Ich machte heftige Gesten mit Händen und Armen, schüttelte vehement mit dem Kopf, um Nora klar zu machen, dass ich nur über meine Leiche mitkommen würde. Aber sie kicherte nur und ich hörte sie sagen: "Ja, sie freut sich schon...", ich bewarf sie mit Eierschalen und Berry reichte mir die Kehrschaufel, mit der ich die Sauerei gefälligst gleich wieder beseitigen sollte. Grummelnd kniete ich mich also hin und wischte die Schalen weg, während Nora mich fies angrinste. Sie konnte manchmal so ein Biest sein!
 

"Gut, dann wäre das geklärt. Dann bis übermorgen!...Ja...hihi", ich konnte es nicht fassen, wie locker Nora mit ihr quatschte und als sie schließlich auflegte, fragte ich tranceartig: "Wo hast du die denn wieder kennen gelernt?"
 

"Also sie war mal mit ihrem Vater bei uns im Studio, weil er noch ein paar Aufnahmen machen musste und nachher mit ihr essen gehen wollte. Während sie auf ihn wartete, sind wir ins Gespräch gekommen. Später hab ich sie noch einmal mit Viggo getroffen...sie ist ganz natürlich, nicht irgendwie abgehoben...du wirst sie mögen, glaub mir!" Ich starrte Nora ungläubig an. "Du erwartest doch nicht etwa, dass ich mit ihr rede? Ich meine...sie ist die Bienenkönigin und ich bin eine Arbeiterbiene!"
 

Sowohl Nora als auch Berry runzelten die Stirn bei diesem Vergleich, aber wie sooft kannte Berry die passende Antwort: "Aber alle Bienen leben im gleichen Bienenstock!" Nora lachte und klopfte tröstend auf meine Schulter. "Ich hab dir doch gesagt, wir unternehmen mal was...wir haben morgen den ganzen Tag Zeit, ein passendes Outfit für dich zu kaufen und am Samstag kommst du mit zu der Party!" Meine Knie lösten sich in Wohlgefallen auf. "Party? Was ist das für ne Party?" Nora deutete auf das aufgerissene Paket auf dem Tisch und sagte: "Eine Veranstaltung für Newcomerbands und Anfänger. Ich soll von meinem Boss aus mal reinhören, ob was vermarktungswürdiges darunter ist."
 

"Und...was macht Liv Tyler auf so ner Fete?", ich konnte es immer noch nicht glauben. "Ihr Dad hat das mit seiner Band...na ja...sozusagen "organisiert"...mal sehen, was da so abgeht...morgen müssen wir auf jeden Fall vor 9 Uhr aufstehen, bevor die Mall zu voll wird. Dann starten wir ne richtige Shoppingorgie!", Noras Augen funkelten verschwörerisch und mir wurde ganz bang ums Herz.

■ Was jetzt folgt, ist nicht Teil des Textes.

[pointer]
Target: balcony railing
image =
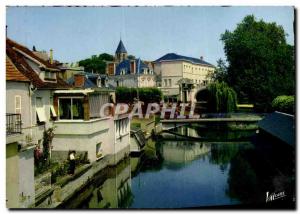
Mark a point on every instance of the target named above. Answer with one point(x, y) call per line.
point(13, 124)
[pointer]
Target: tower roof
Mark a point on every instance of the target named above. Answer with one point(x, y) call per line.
point(121, 48)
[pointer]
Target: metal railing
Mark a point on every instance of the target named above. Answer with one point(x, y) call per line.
point(13, 124)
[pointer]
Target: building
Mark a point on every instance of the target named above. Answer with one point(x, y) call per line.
point(38, 99)
point(69, 70)
point(29, 112)
point(129, 72)
point(180, 77)
point(81, 127)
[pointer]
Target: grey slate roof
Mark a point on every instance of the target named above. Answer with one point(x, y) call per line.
point(177, 57)
point(121, 48)
point(279, 125)
point(125, 64)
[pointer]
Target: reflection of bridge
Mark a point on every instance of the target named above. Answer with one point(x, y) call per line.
point(179, 152)
point(168, 124)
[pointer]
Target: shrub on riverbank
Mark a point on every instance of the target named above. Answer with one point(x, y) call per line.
point(284, 104)
point(147, 95)
point(221, 98)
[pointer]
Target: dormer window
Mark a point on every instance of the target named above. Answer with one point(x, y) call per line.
point(50, 76)
point(122, 71)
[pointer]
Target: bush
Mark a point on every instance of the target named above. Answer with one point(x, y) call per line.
point(284, 104)
point(147, 95)
point(221, 98)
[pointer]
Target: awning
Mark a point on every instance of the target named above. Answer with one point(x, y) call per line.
point(41, 114)
point(75, 91)
point(53, 111)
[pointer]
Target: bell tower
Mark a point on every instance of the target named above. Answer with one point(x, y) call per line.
point(121, 53)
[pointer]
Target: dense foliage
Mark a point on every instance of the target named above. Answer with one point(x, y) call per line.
point(284, 104)
point(147, 95)
point(96, 64)
point(260, 62)
point(221, 98)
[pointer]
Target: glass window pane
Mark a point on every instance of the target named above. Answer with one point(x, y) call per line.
point(65, 109)
point(77, 109)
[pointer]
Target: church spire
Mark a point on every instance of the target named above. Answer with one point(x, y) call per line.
point(121, 52)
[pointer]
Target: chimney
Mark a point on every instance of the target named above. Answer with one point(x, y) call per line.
point(51, 56)
point(132, 67)
point(79, 80)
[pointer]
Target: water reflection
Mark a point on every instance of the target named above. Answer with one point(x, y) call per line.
point(178, 174)
point(110, 188)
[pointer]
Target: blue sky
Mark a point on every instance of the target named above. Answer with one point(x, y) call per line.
point(75, 33)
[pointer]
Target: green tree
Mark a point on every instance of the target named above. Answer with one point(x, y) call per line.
point(260, 62)
point(96, 64)
point(131, 57)
point(220, 73)
point(221, 98)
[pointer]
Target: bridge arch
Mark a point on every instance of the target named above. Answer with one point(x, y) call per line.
point(201, 94)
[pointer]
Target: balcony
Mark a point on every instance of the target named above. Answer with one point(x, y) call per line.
point(13, 124)
point(13, 128)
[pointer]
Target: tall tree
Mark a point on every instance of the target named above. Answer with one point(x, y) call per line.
point(96, 64)
point(220, 73)
point(260, 62)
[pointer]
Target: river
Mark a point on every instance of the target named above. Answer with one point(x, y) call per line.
point(188, 174)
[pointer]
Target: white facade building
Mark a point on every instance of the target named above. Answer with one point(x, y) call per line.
point(181, 76)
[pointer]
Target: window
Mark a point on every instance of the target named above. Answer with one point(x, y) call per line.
point(98, 150)
point(166, 82)
point(49, 75)
point(70, 108)
point(52, 110)
point(122, 72)
point(18, 104)
point(40, 110)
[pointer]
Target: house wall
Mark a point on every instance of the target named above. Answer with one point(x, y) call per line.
point(18, 89)
point(83, 136)
point(172, 71)
point(12, 175)
point(33, 132)
point(122, 138)
point(130, 80)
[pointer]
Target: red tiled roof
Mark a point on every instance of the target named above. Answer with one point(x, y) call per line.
point(18, 59)
point(13, 74)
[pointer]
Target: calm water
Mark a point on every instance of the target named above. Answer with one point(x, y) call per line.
point(185, 174)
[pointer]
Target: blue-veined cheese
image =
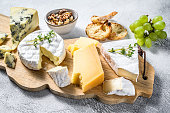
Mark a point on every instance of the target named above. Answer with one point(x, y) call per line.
point(22, 22)
point(31, 56)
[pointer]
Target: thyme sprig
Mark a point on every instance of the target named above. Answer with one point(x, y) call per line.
point(41, 38)
point(124, 51)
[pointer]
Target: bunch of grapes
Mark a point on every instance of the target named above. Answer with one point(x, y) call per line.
point(147, 31)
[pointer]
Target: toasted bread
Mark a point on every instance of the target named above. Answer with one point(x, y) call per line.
point(98, 31)
point(118, 32)
point(103, 19)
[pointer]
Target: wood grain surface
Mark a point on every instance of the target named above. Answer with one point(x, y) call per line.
point(38, 80)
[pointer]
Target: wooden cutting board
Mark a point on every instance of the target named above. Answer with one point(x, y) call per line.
point(38, 80)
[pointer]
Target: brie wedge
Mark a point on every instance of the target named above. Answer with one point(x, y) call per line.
point(60, 75)
point(31, 56)
point(124, 66)
point(119, 86)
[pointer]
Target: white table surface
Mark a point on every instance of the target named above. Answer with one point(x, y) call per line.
point(15, 100)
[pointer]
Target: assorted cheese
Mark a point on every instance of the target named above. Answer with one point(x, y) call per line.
point(60, 75)
point(80, 43)
point(124, 66)
point(22, 22)
point(87, 68)
point(119, 86)
point(31, 56)
point(3, 37)
point(10, 60)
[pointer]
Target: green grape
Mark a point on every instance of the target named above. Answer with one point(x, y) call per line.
point(160, 25)
point(139, 30)
point(153, 36)
point(132, 27)
point(147, 26)
point(143, 19)
point(148, 42)
point(138, 36)
point(140, 41)
point(161, 34)
point(156, 19)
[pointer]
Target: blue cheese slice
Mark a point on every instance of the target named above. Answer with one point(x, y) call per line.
point(60, 76)
point(124, 66)
point(22, 22)
point(10, 60)
point(119, 86)
point(3, 37)
point(31, 56)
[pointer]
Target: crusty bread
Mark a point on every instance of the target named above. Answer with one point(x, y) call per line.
point(103, 19)
point(118, 32)
point(98, 31)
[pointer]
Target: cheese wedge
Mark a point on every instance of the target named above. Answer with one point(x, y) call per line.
point(80, 43)
point(123, 66)
point(87, 68)
point(60, 76)
point(119, 86)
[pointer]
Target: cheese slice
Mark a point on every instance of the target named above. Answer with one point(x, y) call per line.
point(80, 43)
point(3, 50)
point(22, 22)
point(10, 60)
point(87, 68)
point(119, 86)
point(3, 37)
point(124, 66)
point(31, 56)
point(60, 75)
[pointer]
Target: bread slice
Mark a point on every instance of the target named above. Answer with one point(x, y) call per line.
point(98, 31)
point(118, 32)
point(103, 19)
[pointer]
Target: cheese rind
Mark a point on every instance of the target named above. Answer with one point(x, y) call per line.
point(3, 37)
point(87, 68)
point(3, 49)
point(31, 56)
point(60, 76)
point(10, 60)
point(80, 43)
point(119, 86)
point(124, 66)
point(22, 22)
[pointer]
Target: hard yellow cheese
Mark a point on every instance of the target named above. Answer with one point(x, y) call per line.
point(87, 68)
point(80, 43)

Berry musste ausgerechnet noch am morgigen Freitag arbeiten und würde mir nicht beistehen!
 

Ich stand noch völlig unter Schock, als Nora den Ofen aufmachte und das heiße Blech voller Champignonbaguettes mit meinen Bombenpräventivhandschuhen herausnahm. "So Mädels, Zeit zum Essen!", verkündete sie feierlich und mein Magen, der seit Stunden keinen Inhalt gefunden hatte, stimmte ihrem Appell nur zu gern zu.